Google Translate and the Power of Plagiarism

Innovative Technology

The efficacy of Google's Translation engine was recently put to the test by a New York Times article. After reviewing the article and the results of the various tests, I couldn't help but notice that the power of Google's translation efforts is rooted in plagiarism.

Most providers of translation services use a technology known as Translation Memory. This technology stores translations created and reviewed by human translators in a database. The idea behind this effort is to store the sentences so that the exact translation is reused if the same sentence comes up again. This technology provides faster completion times, higher accuracy, more consistency, and a lower cost.

Google is building a Translation Memory engine. We all know that Google is incredibly good at indexing information. The effort behind Google Translation indexes web content and many published works through its Google Books project. The New York Times article shows that Google does a reasonably good job translating published works. This effort is an obvious result of books that have been translated into many languages. The example of the passage from The Little Prince is obviously quite good. The book has been translated into more than 180 languages and has sold over 80 million copies worldwide.

It is easy to understand that the dialog from The Little Prince and other famous books should be easy for Google to convert into other languages. After all, the work has already been done by humans. Google is just indexing the material.

Isn't this a form of plagiarism? If I submit a passage for translation to Google and it spits back text coming from the translation of a published work, that is plagiarism. Plagiarism is generally defined as the unauthorized use or close imitation of the language and thoughts of another author and the representation of them as one's own original work. I wonder if Google checked with Antoine de Saint-Exupéry's estate before indexing his book and the subsequent translations of The Little Prince?

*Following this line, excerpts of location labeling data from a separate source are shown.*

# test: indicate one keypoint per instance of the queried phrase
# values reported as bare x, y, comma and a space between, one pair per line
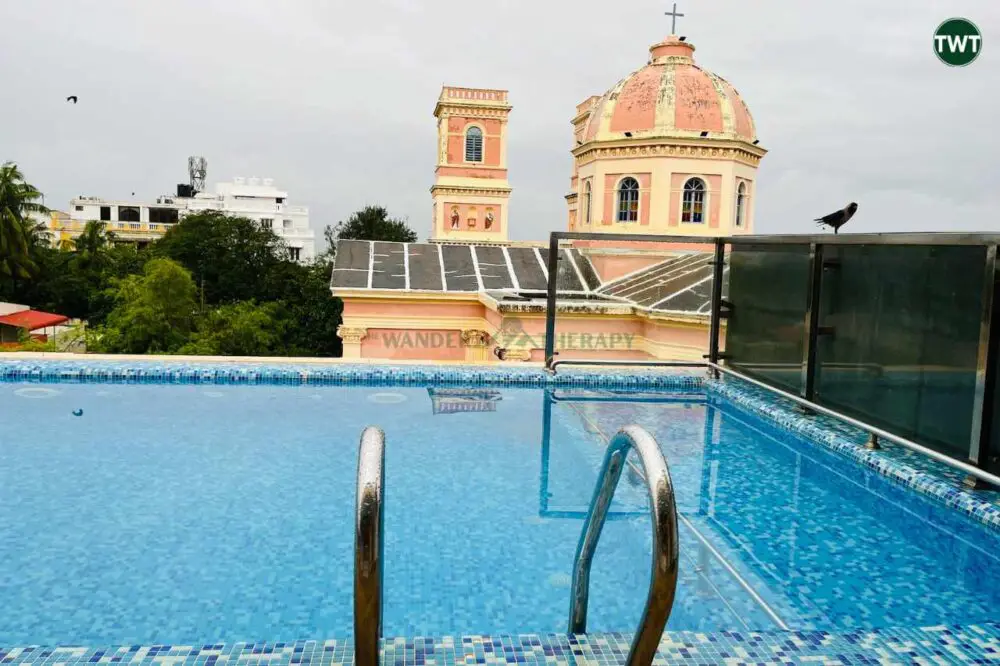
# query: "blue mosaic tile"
903, 466
168, 372
975, 644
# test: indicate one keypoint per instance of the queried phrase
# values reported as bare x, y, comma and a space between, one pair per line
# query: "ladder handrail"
369, 546
663, 509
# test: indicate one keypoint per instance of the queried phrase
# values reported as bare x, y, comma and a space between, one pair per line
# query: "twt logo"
957, 42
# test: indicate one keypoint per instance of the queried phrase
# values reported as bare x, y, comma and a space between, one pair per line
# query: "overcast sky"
334, 100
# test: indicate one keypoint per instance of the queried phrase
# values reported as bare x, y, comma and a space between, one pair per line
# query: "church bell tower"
470, 190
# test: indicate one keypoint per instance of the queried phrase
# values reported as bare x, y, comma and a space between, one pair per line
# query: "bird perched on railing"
838, 219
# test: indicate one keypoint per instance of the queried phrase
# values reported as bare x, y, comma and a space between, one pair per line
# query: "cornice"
469, 190
731, 150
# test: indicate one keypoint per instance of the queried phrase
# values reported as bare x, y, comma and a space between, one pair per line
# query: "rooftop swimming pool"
205, 513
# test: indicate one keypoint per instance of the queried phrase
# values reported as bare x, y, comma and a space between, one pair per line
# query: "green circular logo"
957, 42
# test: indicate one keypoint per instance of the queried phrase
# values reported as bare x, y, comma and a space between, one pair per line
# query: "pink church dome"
671, 97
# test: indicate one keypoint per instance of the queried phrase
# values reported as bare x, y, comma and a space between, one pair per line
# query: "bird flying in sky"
836, 220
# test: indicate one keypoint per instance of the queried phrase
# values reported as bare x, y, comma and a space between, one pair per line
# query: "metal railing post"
369, 546
986, 370
715, 323
811, 332
663, 509
550, 300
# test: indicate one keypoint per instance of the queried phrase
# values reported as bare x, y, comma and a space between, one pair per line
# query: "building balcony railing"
449, 93
76, 227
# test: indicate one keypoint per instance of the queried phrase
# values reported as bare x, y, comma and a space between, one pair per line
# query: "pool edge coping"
957, 643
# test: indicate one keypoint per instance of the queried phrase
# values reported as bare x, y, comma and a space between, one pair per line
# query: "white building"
254, 198
261, 201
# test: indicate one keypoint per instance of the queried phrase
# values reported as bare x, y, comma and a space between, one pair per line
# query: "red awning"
32, 320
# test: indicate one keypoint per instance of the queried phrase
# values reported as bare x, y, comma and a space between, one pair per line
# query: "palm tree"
19, 200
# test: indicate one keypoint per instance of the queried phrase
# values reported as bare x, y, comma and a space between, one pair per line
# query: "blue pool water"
195, 513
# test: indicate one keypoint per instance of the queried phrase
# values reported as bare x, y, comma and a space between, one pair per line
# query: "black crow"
838, 219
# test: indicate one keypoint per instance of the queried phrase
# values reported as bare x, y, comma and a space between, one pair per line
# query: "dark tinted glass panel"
768, 287
905, 339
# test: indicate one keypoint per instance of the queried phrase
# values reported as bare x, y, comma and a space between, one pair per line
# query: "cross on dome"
673, 19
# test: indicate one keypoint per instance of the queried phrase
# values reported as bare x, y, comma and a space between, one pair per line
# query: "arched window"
474, 145
693, 204
741, 204
628, 200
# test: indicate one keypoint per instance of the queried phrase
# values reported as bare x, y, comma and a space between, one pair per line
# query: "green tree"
93, 243
240, 329
154, 312
310, 311
19, 200
370, 223
229, 257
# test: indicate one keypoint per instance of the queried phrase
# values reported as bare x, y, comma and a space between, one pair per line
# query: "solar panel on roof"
425, 266
350, 266
567, 278
529, 272
388, 266
493, 267
460, 272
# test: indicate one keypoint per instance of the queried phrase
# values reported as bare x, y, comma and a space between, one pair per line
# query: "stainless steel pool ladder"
369, 546
663, 509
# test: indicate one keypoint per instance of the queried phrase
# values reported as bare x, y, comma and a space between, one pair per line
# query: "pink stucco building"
669, 149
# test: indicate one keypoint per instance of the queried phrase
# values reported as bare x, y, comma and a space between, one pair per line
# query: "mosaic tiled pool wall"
161, 372
937, 645
901, 465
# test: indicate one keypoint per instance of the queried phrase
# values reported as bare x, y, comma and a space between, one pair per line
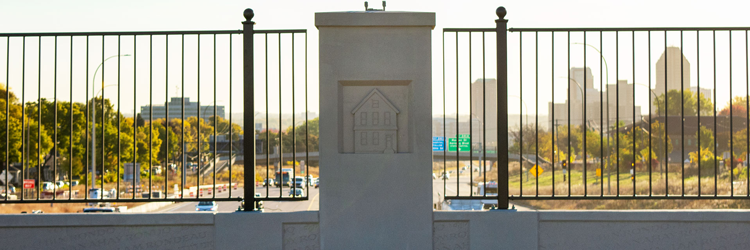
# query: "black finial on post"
501, 12
249, 14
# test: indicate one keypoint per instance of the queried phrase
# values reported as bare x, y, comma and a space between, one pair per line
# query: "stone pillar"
375, 129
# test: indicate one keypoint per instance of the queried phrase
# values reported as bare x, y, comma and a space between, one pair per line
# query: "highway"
451, 187
270, 206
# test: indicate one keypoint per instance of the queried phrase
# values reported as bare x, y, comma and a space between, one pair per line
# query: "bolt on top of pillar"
249, 14
372, 9
501, 12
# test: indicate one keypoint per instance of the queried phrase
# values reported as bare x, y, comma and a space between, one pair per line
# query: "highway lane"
454, 185
270, 206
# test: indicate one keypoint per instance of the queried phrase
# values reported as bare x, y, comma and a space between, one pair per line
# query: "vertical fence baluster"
502, 108
249, 107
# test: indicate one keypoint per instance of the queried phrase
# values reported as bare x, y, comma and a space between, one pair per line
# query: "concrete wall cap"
375, 19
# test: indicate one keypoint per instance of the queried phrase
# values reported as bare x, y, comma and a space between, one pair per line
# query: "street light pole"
93, 122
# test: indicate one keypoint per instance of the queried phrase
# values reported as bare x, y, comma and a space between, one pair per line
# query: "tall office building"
672, 71
175, 110
596, 109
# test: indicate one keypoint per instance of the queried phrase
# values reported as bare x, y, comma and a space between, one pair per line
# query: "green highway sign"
464, 143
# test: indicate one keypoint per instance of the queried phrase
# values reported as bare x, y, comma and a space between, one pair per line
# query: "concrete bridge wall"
702, 229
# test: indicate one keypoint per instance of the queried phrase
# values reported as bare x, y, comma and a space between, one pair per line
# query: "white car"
207, 206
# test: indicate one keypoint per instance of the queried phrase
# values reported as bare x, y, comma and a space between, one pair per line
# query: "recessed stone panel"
301, 236
375, 117
449, 235
643, 235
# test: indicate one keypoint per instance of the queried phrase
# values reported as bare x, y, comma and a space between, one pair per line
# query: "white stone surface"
373, 200
704, 229
494, 229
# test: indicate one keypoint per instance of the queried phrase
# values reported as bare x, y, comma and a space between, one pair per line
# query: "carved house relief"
375, 125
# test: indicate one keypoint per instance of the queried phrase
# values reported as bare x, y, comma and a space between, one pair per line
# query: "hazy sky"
59, 16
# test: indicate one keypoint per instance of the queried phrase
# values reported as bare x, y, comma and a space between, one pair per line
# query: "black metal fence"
645, 132
52, 144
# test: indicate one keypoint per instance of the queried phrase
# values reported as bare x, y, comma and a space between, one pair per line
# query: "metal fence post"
248, 109
502, 108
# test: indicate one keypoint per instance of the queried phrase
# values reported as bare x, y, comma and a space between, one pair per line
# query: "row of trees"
617, 148
134, 140
287, 138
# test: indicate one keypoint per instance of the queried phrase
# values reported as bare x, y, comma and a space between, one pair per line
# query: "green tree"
172, 146
39, 143
706, 137
299, 132
661, 143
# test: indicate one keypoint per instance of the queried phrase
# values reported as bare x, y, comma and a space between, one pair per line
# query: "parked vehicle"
269, 183
48, 185
207, 206
99, 210
296, 192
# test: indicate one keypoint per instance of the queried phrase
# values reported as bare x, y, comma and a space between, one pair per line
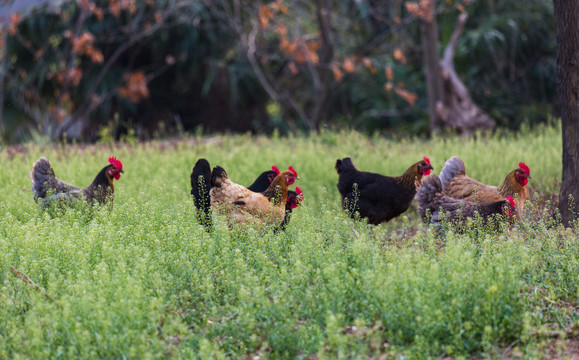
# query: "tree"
567, 19
449, 101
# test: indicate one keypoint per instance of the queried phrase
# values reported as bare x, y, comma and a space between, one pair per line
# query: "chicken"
248, 207
377, 197
435, 206
201, 185
294, 198
457, 184
48, 189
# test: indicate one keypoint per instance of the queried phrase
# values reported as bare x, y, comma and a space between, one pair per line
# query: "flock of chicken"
269, 202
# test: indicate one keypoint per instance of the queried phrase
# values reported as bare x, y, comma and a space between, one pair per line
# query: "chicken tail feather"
453, 167
41, 176
200, 186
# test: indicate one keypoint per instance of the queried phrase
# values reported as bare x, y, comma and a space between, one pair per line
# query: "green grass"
146, 281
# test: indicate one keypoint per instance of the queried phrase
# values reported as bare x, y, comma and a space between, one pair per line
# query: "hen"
48, 189
201, 183
457, 184
435, 206
377, 197
248, 207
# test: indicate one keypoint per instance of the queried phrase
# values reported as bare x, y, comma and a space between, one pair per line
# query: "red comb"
300, 194
525, 168
116, 162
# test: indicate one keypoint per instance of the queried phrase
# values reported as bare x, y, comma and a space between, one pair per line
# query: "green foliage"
145, 280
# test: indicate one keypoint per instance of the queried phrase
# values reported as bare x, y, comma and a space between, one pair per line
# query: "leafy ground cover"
146, 281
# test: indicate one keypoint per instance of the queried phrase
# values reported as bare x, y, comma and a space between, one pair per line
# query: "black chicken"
377, 197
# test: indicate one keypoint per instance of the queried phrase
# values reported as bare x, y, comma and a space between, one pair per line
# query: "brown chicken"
201, 184
244, 206
457, 184
49, 189
377, 197
436, 207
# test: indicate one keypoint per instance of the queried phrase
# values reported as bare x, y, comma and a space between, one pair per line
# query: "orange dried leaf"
96, 56
338, 74
135, 87
368, 64
264, 15
409, 97
281, 29
349, 65
293, 68
115, 8
399, 55
15, 19
99, 13
287, 47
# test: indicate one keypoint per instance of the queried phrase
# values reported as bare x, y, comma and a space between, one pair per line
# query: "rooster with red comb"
458, 185
49, 189
378, 197
215, 190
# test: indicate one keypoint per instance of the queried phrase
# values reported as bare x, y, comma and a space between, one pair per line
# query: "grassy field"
146, 281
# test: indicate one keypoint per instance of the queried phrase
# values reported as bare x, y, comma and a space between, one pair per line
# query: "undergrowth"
145, 280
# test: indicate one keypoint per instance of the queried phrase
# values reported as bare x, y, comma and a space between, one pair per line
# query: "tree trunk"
567, 19
433, 75
449, 103
456, 110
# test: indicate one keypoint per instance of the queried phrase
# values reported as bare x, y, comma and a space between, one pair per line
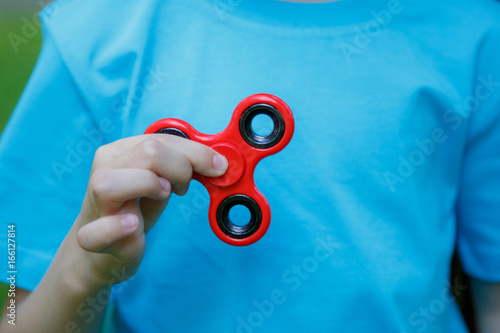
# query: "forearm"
486, 297
66, 299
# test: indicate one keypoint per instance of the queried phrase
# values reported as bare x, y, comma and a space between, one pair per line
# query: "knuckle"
150, 150
100, 183
185, 172
101, 153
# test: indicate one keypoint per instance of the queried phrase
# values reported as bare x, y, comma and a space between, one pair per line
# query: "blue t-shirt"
395, 158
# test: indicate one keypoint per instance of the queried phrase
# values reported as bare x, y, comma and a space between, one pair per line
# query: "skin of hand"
130, 184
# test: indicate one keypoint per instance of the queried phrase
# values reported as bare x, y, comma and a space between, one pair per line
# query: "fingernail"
219, 162
165, 184
129, 222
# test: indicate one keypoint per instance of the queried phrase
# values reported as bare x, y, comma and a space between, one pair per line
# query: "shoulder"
100, 42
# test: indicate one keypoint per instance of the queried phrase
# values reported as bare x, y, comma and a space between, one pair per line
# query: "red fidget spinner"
243, 149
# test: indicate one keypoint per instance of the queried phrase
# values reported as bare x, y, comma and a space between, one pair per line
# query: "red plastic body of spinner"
242, 158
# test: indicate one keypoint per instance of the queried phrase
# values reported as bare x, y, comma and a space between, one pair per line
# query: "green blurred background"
15, 67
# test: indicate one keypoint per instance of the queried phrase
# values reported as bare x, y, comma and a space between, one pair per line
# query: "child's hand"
130, 184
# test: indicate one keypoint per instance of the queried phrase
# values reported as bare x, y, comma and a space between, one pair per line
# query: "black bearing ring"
252, 138
228, 227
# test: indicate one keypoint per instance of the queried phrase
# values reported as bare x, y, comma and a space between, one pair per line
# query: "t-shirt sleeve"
479, 200
46, 152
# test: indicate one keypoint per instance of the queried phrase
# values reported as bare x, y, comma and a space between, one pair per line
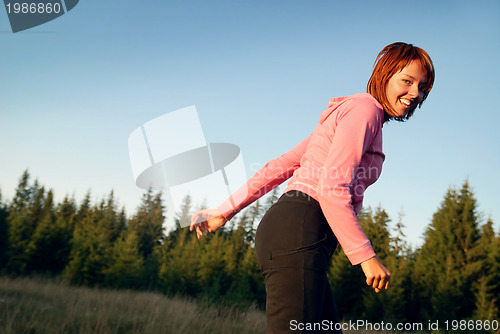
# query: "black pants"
294, 244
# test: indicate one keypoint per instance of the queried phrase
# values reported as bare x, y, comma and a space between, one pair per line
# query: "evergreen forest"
454, 274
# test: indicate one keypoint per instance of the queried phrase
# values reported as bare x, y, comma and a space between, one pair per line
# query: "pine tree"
43, 242
93, 238
24, 216
126, 262
487, 287
448, 266
4, 240
148, 223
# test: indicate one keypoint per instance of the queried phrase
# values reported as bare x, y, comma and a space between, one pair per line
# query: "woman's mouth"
406, 102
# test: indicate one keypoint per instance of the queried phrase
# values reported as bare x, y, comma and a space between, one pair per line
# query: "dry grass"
30, 306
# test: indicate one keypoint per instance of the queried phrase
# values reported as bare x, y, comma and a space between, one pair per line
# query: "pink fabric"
334, 165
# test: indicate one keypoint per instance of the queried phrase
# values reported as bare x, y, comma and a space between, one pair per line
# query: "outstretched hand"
377, 275
206, 220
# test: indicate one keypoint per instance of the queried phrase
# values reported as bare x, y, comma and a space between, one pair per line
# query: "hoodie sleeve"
354, 127
274, 173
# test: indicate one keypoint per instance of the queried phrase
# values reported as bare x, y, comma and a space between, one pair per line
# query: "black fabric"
294, 244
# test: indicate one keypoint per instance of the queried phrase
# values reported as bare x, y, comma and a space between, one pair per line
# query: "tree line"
453, 275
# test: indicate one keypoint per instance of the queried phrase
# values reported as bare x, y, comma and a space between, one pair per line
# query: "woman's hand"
206, 220
377, 275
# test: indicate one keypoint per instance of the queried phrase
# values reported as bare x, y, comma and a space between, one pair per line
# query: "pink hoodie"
334, 165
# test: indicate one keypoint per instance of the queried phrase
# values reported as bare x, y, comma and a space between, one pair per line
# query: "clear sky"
259, 72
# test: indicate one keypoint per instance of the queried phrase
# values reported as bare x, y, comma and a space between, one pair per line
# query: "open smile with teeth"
405, 102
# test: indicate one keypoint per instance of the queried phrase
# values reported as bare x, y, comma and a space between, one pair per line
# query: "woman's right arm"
274, 173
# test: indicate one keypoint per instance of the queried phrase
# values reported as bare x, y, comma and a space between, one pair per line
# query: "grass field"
31, 306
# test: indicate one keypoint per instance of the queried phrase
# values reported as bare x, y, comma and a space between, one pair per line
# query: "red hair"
391, 60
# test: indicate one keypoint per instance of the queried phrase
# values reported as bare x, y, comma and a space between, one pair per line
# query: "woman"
329, 172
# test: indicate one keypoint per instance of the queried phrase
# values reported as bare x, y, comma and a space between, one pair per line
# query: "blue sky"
259, 72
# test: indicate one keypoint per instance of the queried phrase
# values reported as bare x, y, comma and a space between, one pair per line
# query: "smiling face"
405, 89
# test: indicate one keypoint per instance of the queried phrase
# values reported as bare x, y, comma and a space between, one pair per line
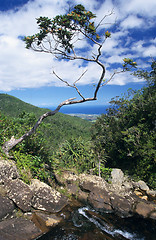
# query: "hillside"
56, 129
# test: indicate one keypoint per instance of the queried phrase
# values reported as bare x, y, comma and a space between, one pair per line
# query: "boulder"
7, 206
143, 186
117, 177
66, 177
121, 205
8, 170
100, 199
45, 198
20, 193
45, 222
89, 182
146, 209
18, 229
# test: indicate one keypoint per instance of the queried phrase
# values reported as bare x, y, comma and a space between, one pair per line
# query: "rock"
7, 206
45, 222
20, 193
83, 196
45, 198
8, 170
89, 182
100, 199
122, 206
18, 229
143, 186
152, 195
138, 193
144, 198
66, 177
73, 189
117, 176
145, 209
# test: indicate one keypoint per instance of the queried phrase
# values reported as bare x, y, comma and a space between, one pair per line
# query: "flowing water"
84, 223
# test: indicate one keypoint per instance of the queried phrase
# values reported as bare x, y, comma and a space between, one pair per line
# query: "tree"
127, 131
58, 36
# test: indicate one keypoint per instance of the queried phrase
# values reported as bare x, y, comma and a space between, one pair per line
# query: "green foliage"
74, 154
30, 166
127, 132
53, 131
105, 172
63, 28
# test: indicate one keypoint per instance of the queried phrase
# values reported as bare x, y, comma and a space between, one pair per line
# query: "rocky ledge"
122, 196
29, 211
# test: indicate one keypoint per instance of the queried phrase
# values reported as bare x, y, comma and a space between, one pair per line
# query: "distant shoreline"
88, 110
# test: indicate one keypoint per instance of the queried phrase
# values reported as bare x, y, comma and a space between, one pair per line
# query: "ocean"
99, 109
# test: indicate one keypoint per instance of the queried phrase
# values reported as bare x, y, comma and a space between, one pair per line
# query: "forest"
123, 138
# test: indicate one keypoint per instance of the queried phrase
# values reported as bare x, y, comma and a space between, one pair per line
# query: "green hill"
56, 129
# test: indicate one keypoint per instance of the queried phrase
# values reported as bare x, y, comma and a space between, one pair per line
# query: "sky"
28, 75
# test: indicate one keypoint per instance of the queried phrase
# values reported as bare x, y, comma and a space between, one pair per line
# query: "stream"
84, 223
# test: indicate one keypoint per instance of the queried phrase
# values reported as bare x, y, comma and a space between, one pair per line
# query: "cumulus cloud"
22, 68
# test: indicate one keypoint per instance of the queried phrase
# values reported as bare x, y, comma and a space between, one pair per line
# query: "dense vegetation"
126, 135
35, 155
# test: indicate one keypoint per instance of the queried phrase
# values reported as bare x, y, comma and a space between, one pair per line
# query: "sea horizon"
98, 110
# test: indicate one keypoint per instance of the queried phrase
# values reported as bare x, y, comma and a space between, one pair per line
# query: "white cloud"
132, 22
22, 68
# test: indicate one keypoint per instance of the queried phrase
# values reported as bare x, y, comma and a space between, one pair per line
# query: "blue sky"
28, 75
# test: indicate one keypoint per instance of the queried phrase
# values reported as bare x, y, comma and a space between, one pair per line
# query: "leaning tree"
59, 36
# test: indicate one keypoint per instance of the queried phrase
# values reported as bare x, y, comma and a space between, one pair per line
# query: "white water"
106, 228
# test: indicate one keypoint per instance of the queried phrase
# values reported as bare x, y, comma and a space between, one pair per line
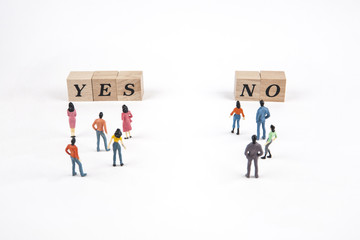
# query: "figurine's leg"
98, 140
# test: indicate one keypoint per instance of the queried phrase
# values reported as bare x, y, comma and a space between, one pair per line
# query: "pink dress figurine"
126, 117
72, 118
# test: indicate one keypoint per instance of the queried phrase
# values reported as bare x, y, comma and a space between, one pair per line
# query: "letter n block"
104, 85
247, 85
273, 86
130, 86
80, 86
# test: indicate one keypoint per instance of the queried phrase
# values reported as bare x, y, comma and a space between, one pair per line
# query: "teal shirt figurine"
272, 137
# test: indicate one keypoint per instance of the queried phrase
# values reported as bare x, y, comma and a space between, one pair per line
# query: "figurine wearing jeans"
116, 146
74, 157
100, 127
272, 137
262, 114
252, 152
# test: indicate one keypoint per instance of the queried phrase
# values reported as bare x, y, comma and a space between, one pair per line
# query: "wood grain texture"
130, 86
247, 86
80, 80
273, 86
107, 92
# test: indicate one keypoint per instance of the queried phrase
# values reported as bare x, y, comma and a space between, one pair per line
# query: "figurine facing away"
262, 114
126, 117
74, 156
100, 128
116, 146
272, 137
238, 110
72, 118
252, 152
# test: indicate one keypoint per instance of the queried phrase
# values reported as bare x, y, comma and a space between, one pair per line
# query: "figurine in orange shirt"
74, 156
100, 128
238, 110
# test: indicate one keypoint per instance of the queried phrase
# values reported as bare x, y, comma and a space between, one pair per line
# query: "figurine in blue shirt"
262, 114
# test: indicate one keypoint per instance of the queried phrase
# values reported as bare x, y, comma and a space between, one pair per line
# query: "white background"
184, 172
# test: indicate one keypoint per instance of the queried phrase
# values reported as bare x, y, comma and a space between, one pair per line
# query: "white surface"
184, 172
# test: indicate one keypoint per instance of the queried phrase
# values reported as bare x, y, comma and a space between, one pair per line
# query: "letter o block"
80, 86
104, 85
130, 86
247, 85
273, 86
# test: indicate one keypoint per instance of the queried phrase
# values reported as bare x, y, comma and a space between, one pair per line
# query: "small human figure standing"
116, 146
238, 110
252, 152
126, 117
261, 115
72, 118
272, 137
74, 156
100, 128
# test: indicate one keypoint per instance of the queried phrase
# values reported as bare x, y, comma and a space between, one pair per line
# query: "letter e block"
104, 85
247, 85
130, 86
273, 86
80, 86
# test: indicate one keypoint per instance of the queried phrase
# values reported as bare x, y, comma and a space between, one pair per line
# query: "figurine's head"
272, 128
71, 107
125, 109
73, 141
253, 138
118, 133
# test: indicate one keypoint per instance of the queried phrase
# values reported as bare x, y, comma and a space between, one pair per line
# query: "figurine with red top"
74, 156
100, 128
72, 118
236, 112
126, 117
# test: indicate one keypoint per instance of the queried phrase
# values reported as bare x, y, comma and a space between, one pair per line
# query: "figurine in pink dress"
72, 118
126, 117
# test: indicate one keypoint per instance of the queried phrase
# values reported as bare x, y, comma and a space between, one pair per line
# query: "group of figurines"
99, 126
254, 150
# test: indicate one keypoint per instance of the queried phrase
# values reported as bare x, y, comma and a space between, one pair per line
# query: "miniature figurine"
72, 118
126, 117
262, 114
238, 110
252, 152
116, 146
74, 157
100, 128
272, 137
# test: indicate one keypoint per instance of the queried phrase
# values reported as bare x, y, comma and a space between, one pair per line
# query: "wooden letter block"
80, 86
104, 85
247, 85
130, 86
273, 84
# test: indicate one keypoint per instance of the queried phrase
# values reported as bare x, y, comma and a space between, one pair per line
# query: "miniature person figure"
116, 146
72, 118
272, 137
100, 128
126, 117
252, 152
262, 114
238, 110
74, 156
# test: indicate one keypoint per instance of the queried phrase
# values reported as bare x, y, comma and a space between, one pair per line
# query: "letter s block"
130, 86
104, 85
79, 86
273, 86
247, 85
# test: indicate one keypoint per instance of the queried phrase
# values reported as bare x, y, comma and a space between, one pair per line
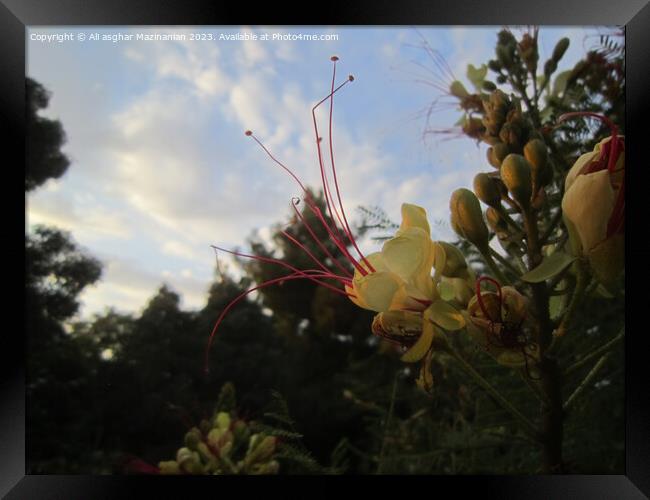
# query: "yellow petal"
376, 291
406, 254
414, 216
445, 316
588, 204
580, 163
422, 346
376, 260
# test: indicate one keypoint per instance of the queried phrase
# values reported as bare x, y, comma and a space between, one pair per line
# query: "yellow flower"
593, 206
402, 290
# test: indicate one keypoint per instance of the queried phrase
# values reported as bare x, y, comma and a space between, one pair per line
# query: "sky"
161, 168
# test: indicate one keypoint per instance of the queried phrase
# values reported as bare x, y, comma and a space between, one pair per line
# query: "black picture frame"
16, 15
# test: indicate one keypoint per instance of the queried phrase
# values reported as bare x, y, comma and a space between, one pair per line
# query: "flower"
495, 322
593, 205
395, 282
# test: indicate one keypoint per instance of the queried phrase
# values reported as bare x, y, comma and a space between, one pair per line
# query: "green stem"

The natural question is how Language Service providers handle the large body of content in their own translation memories. In our firm, we store the data separately by each client. This strategy is by design. We have nondisclosure agreements with most of our clients. We translate some very sensitive information like market research, clinical studies, marketing materials, internal memos, and legal documentation. Sharing this information without consideration for our clients is not a good idea.

The other side of this discussion is what Google does with materials you translate and refine using their tools. Reuse it, of course. The idea behind the DocTranslator or any other translation tools in the Google Translate suite of products is that you will pre-translate a document using the Google Translation engine and then refine the translation to meet your needs. The refined translation now goes back into the database for reuse.

The internet has become a valuable tool for competitive intelligence. Will translation be the next tool for valuable competitive intelligence? Will applications come out that query the Google engine for terminology to discover what competitors are up to? If companies start openly using Google as their translation engine, this could happen.